The year is 1876, and Indian War hero (he rode with Custer but left before the fatal encounter) Capt. Nathan Algren (Cruise) is hired by the Japanese government to help modernize their army. With his superior, Col. Bagley (Tony Goldwyn) he begins training the men. They are to fight and defeat a group of rebels. But little does he know, as we say, that the Emperor's advisor Mr. Omura (Masato Harada) has another agenda, which is to eliminate the rebels because they are the last band of samurai who are currently upholding the honor of the country against corrupt men like Omura. In a fight between his undertrained men and the rebels Algren is injured and captured by the samurai leader Katsumoto (Ken Watanabe) and healed by his dead brother's widow, the beautiful Taka (Koyuki). As the two men spend time together Algren comes to see the truth and signs on as a fighting companion of Katsumoto. The rest of the film is the story of their final battle against Omura and his corrupt government.
The film was directed by Edward Zwick, who obviously has seen Kurosawa's "Ran," but just as obviously has learned nothing from it.
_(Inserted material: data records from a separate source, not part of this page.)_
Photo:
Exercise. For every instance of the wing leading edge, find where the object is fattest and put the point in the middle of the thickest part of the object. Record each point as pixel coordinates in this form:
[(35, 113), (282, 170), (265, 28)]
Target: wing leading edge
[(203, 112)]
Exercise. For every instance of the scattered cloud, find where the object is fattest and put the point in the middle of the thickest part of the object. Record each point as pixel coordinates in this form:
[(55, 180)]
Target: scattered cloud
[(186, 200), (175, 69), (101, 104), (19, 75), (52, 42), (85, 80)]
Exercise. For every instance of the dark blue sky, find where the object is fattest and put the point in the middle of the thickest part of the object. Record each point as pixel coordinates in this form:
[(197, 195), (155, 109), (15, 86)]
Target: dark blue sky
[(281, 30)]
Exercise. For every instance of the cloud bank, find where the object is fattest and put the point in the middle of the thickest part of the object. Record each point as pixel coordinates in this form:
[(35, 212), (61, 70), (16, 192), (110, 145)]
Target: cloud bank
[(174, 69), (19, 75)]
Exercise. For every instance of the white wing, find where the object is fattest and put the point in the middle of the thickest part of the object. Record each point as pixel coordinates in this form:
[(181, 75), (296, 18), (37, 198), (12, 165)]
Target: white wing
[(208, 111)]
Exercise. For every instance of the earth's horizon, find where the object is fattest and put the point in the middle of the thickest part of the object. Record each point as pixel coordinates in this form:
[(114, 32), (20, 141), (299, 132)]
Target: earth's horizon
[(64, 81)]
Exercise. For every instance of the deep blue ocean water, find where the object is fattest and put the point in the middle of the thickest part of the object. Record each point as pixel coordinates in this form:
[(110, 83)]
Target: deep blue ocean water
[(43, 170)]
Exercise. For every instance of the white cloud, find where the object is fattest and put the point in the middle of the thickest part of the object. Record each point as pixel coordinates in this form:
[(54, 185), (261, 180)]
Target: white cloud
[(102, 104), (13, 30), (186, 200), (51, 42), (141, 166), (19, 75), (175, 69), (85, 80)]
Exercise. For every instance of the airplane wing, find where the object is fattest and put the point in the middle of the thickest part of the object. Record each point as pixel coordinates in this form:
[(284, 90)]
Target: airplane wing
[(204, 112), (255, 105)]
His battles are confusingly choreographed and are all too reminiscent of his civil war film "Glory." His editing is predictable; we can anticipate every twist and turn before it shows up. And Cruise is always photographed as though in a biopic about Jesus; tall, strong, thoughtful. But when he speaks, only clichés come out. The script is pedantic and obvious, on the level of an illustrated children's book. And Cruise no longer has the magnetism to hold us; the screen seems empty when he is on. But Ken Watanabe, as Katsumoto, is utterly riveting. We cannot take our eyes off him. He dominates the screen and the theatre itself. Big and bulky like Chow Yun Fat, with the same quality of repose that commands attention, even devotion, he is the only believable thing in the film. Ah, if only we could hire him to reform our own government.